Für die deutsche Wirtschaft ist die Logistik der Schlüssel zur langfristigen Prosperität, sagt IW-Ökonomin Barbara Engels im Interview mit Internetworld. Es helfe, Konzepte komplett neu zu denken und sich nicht an etablierten festzuhalten.

„Der Verbraucher ist beweglicher, als viele Händler denken”
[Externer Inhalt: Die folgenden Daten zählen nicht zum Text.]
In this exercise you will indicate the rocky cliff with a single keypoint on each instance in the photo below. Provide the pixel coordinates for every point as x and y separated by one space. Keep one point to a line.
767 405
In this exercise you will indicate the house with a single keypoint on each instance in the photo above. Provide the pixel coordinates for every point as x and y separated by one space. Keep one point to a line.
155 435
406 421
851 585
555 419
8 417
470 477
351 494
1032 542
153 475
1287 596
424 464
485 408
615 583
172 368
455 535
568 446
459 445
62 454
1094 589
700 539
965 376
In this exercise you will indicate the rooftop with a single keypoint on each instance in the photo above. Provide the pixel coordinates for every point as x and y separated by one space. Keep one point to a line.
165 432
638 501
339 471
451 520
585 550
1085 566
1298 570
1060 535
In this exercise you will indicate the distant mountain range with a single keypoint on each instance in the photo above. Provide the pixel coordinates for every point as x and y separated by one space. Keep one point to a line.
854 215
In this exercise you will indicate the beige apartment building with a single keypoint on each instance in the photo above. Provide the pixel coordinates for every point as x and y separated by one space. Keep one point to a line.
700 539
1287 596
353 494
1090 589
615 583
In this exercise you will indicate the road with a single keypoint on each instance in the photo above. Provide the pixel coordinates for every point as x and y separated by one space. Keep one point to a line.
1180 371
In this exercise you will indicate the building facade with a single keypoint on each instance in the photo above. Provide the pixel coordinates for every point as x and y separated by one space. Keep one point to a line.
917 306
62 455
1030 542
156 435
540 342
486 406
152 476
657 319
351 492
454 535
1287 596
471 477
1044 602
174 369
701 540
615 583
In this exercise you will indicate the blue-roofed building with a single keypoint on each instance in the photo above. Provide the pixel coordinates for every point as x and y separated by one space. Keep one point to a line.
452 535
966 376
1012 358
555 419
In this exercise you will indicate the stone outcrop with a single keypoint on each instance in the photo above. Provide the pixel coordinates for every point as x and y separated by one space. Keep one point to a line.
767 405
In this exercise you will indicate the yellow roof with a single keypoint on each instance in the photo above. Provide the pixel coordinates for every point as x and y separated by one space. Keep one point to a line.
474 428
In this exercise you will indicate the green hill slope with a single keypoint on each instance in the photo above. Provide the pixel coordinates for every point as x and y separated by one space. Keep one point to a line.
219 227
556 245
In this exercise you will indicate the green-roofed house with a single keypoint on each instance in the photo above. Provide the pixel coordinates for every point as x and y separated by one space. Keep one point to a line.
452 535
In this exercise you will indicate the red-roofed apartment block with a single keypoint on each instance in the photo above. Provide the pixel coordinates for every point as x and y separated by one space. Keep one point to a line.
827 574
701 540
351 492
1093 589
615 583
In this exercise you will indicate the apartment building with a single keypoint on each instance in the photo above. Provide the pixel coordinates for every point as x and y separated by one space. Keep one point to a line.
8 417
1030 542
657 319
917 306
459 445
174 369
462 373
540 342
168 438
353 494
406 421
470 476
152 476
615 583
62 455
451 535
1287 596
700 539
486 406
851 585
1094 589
Barbara Engels ist Ökonomin und forscht und berät seit 2015 am Institut der deutschen Wirtschaft in Köln zur Digitalen Transformation, insbesondere auch im Handel. Hervorragende Voraussetzungen, um auf unserer eLogistics World Conference im Juli in München als Keynote-Sprecherin die Themen "Logistik und Fulfillment" einmal genauer unter die Lupe zu nehmen. Wir sprachen mit ihr vorab über Trends und die aktuelle Logistik-Lage im Online-Handel. In Ihrer Keynote geht es um die Frage, warum Logistik und Fulfillment mehr Sex-Appeal für Händler haben sollten. Können Sie das genauer erklären?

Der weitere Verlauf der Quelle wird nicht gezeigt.